This was the last year in which Big Data was an off-the-street term. As the year ended, Hortonworks was preparing to go public, with Cloudera preparing for the same outcome. Big Data will officially transition into being a big business this year.

Thus, 2014 was the year when pilot projects went into production, or when small production projects went large scale. As a result, the infrastructure of Hadoop did a lot of growing up this past year. Projects were able to take on larger problem spaces as well, thanks to the release of YARN in 2013. With a year to work with the now generally applicable job- and task-scheduling systems in Hadoop, developers working at the Apache Foundation (and inside companies like Hortonworks, Cloudera and MapR) were able to quickly ramp up projects that use YARN, like Apache Tez, Apache Hama and management system Apache Ambari.

In the ISV world, 2014 was a popular year for SQL on Hadoop, but it wasn’t until November that Splice Machine launched the first ACID-compliant transactional SQL store on top of Hadoop. Meanwhile, MapR, Pivotal, IBM, Cloudera and others continued to build out SQL capabilities on top of HBase and Apache Cassandra. That means your database workers can finally get back to doing their jobs on Hadoop, instead of spending all their time learning Apache Hive or Apache Pig as a method of data access.
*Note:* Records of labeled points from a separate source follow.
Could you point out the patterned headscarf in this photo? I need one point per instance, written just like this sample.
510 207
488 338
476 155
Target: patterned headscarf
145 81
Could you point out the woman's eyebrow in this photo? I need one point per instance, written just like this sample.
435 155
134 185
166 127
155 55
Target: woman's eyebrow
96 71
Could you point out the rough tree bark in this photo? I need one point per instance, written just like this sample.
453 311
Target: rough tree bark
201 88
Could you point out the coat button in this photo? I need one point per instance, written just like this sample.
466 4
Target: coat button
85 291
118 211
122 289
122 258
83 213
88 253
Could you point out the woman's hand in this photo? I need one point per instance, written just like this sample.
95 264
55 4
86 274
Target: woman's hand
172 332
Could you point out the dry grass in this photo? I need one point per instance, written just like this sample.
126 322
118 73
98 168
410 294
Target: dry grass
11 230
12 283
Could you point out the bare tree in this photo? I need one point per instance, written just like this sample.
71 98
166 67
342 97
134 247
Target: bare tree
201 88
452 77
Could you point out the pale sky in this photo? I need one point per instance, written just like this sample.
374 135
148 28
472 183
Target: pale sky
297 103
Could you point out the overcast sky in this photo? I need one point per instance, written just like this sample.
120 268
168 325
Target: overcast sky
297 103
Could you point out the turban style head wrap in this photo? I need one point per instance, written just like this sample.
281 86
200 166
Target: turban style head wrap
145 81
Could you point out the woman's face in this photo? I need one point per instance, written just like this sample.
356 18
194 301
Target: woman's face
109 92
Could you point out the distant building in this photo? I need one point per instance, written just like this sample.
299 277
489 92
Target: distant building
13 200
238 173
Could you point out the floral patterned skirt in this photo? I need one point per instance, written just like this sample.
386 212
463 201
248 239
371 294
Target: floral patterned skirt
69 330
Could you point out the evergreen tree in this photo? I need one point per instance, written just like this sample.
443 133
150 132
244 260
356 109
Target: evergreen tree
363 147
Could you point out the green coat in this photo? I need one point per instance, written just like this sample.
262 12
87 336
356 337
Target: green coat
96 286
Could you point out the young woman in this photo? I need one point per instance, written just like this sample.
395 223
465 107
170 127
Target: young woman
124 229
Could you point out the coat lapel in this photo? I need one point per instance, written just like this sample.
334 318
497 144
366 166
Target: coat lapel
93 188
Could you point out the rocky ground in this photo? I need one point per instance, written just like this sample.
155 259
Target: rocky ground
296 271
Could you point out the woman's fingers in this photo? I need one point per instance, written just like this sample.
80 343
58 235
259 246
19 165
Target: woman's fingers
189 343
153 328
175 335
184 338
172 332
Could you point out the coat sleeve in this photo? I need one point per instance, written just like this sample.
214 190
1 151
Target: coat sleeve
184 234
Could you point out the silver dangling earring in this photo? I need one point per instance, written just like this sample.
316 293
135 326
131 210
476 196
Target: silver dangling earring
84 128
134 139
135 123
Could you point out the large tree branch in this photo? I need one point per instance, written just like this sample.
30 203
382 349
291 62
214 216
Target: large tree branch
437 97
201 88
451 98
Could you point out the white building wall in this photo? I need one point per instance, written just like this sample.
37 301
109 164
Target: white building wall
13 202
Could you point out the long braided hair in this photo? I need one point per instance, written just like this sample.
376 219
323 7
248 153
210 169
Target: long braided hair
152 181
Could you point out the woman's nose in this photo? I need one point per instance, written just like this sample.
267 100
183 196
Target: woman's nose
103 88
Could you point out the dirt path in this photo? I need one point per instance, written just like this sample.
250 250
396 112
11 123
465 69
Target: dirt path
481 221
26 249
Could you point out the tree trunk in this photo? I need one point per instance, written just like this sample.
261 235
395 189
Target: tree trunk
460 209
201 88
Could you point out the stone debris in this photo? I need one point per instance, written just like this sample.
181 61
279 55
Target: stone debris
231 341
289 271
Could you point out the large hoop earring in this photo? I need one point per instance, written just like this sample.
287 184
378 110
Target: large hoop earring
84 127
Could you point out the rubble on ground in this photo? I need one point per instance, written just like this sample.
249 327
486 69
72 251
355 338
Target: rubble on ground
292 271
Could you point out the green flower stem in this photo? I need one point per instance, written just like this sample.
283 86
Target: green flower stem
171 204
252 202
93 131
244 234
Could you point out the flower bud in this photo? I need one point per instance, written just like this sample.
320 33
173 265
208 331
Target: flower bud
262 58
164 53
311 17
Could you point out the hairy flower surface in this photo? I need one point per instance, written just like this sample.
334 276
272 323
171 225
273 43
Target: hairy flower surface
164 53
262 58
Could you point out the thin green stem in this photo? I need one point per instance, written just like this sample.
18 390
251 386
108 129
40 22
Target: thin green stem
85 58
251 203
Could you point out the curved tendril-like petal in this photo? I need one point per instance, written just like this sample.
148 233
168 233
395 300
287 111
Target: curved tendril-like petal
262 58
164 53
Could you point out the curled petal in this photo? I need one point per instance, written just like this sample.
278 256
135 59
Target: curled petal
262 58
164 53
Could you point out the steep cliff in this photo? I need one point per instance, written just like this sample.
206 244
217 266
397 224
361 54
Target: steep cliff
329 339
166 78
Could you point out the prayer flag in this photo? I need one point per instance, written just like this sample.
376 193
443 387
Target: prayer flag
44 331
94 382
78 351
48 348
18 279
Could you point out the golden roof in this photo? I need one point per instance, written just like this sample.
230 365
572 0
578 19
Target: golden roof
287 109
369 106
Cloudera’s Impala in particular saw a lot of enthusiasm in 2014 as more and more businesses moved their data into Hadoop and found a need for more traditional data-access methodologies.

Perhaps just as interesting as what 2014 was is what it wasn’t. 2014 was not yet the year of machine learning, though the popular Apache Mahout project did move off of Map/Reduce (its original Map/Reduce-based algorithms will remain available). Despite years of promising more in the way of machine learning for Hadoop users, however, we’re still stuck in the more basic areas of usage with the platform.

2014 did see the launch of Databricks, the company that will commercially support Apache Spark. Spark is the near-real-time framework for processing inside of Hadoop, and it opens the door to numerous other use cases, such as stream and event processing inside of Hadoop. You can bet Spark will become more and more relevant as the years go by, but it’s still unlikely that 2015 will be either the year of Spark or the year of machine learning.

But it will most certainly be the year that the stock market first gets its hands on Hadoop in stock form. That should make it an interesting year.